At the same time, Trump’s vow to support primary challenges to GOP incumbents who have broken with him sets the stage for a series of bitter and uncertain nominating contests that will pit the former president’s political operation against that of the Republican Party.
Last week, the Senate Leadership Fund, the super PAC aligned with McConnell, endorsed Sen. Lisa Murkowski's (R-AK) 2022 reelection bid, setting up a fight with Trump, who pledged to oust Murkowski after she voted in February to convict him in his second Senate impeachment trial.
Similarly, Trump has already endorsed a primary challenge to Rep. Anthony Gonzalez (R-OH), who voted to impeach the former president in January. He is also supporting Rep. Jody Hice (R-GA) in his bid to oust Georgia Secretary of State Brad Raffensperger, a Republican who rebuffed Trump’s requests to overturn the election results in Georgia.
...Former Speaker John Boehner (R-OH), who has spoken critically of Trump, said that Republicans should not expect Trump to drop his grievances and play a unifying role in the party anytime soon, regardless of the drama he may create for the GOP.
“Here’s a guy who’s unemployed, has nothing else to do except to cause trouble,” Boehner said in an interview on ABC’s The View on Monday. “And clearly, it’s obvious to me he’s not going to go away.”

So... absolutely, lots of trouble in 2022-- not to mention 2024-- Republican primaries. But it doesn't stop there. In his Roll Call column this morning, Stuart Rothenberg wrote that "Unlike in 2010 and 2018, when the 'out-party' successfully made the midterms 'about' the president, Republicans have acted in a way that makes 2022 about them rather than about Biden and House Democrats. Trump has signaled he will inject himself into the midterms-- both by challenging incumbent Republican officeholders who have criticized him and by reminding voters that he is the leader of the GOP. That could make 2022 'about' Trump and House Republicans like Florida’s Matt Gaetz, Georgia’s Marjorie Taylor Greene and Colorado’s Lauren Boebert and a handful of other current GOP officeholders and candidates instead of about Biden. That’s hardly an ideal situation for Republicans in next year’s election."


McConnell has the GOP marching in lockstep against every proposal Biden is making-- and with Joe Manchin and Kyrsten Sinema more sympathetic with Republican objectives than with Democratic objectives, that united GOP front can be deadly for Biden and the Democrats. But... Trump. He would rather incite loathing against McConnell than see "his own" party succeed. As Burgess Everett and Marianne Levine put it in a Politico piece last night, "the ongoing feud between the former president and the Senate minority leader has decayed to an entirely untenable place" that could splinter the GOP badly in primaries and set the tenor for a general election that defies historical predictions and goes blue.

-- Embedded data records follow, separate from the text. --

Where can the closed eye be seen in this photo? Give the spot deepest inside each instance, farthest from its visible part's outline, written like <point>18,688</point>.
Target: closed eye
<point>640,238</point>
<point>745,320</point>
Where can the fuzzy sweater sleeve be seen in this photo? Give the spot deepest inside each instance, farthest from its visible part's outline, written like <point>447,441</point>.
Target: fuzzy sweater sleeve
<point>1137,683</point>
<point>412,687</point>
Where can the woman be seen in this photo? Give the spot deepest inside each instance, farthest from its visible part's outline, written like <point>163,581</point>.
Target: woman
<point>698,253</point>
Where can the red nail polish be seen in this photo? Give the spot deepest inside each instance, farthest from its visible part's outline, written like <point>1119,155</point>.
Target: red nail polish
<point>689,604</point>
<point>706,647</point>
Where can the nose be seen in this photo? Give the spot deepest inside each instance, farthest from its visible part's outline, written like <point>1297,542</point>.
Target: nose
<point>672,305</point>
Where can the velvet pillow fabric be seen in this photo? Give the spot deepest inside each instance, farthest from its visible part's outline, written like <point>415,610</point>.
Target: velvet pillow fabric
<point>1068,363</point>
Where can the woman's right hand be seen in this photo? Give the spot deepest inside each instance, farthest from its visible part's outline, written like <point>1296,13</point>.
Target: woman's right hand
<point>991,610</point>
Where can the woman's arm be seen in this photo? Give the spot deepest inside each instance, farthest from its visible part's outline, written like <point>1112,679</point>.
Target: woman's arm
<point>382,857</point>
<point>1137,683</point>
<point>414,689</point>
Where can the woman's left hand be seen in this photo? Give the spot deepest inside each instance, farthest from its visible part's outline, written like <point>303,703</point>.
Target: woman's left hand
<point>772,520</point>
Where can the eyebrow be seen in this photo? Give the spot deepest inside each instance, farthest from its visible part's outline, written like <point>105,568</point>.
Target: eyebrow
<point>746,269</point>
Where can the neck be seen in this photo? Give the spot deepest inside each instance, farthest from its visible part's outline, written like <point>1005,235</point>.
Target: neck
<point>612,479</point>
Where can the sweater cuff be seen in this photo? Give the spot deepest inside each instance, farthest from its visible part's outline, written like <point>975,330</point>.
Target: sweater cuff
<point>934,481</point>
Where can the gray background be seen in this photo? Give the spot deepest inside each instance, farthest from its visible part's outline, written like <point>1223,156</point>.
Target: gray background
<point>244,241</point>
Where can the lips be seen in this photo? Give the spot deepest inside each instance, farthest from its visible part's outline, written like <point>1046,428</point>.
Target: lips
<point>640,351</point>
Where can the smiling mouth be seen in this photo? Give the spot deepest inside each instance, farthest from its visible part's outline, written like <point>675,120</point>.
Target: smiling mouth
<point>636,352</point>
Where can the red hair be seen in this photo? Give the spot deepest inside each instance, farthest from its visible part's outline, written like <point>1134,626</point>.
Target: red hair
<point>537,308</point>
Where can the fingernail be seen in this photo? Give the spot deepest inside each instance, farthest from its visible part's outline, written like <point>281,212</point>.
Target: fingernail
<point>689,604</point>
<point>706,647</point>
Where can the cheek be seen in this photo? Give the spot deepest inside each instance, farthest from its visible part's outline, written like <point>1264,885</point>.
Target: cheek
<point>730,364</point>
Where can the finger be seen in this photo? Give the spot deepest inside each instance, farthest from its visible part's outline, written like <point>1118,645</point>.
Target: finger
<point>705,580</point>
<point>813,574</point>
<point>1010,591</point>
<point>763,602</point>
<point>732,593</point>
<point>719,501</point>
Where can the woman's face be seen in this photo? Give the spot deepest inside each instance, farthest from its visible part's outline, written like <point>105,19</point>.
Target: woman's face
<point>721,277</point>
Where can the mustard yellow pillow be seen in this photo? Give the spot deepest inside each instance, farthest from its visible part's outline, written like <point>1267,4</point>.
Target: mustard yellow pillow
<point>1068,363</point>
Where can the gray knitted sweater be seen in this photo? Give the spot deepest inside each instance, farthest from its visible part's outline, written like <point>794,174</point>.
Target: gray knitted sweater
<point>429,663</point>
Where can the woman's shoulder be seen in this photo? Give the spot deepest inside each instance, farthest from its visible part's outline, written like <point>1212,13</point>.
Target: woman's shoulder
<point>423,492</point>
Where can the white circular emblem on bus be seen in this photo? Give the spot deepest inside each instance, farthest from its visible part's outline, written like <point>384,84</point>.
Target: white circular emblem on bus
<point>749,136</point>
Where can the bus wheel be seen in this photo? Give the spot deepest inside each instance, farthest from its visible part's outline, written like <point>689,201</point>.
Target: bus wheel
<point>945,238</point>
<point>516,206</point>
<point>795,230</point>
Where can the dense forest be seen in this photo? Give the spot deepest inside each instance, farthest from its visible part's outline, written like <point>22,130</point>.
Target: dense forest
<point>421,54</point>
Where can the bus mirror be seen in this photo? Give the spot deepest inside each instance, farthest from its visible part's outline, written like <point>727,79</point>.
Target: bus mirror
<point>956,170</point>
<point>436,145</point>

Mike Braun (R-IN): "We’ve got issues as a party, with the demographic trends going against us, and we don’t have a lot of margin for error. When it comes to the infighting politically, I don’t know how that can help-- when you’re scrapping on the margins, when you’re trying to win states, and especially national elections.


Everett and Levine noted that Trump hasn't endorsed McConnell's chief lieutenant, John Thune (R-SD)-- where a nod from Trump will determine who goes to DC from that politically backward state in 2023-- and he "openly opposes Sen. Lisa Murkowski's (R-AK) reelection. Future GOP Senate primaries in states like Georgia, North Carolina, Arizona, Pennsylvania, Missouri and Ohio offer more opportunities for intraparty conflict." Another close McConnell ally, John Cornyn (R-TX), who is not up for reelection, insists that the Republican primary victors should be he or she "who is electable in the general election." That, however isn't how Trump sees it. He insists on loyalty to him personally as the one and only factor. "Just this year, Trump asked donors to give to his own political group instead of GOP campaign committees. And McConnell takes intense interest in pivotal Senate races, maneuvering to anoint his preferred candidates and make strategic decisions about where to engage. So it’s easy to see how continued discord will hinder the GOP’s efforts to take back the Senate majority next year."


And wait 'til all the trials get started!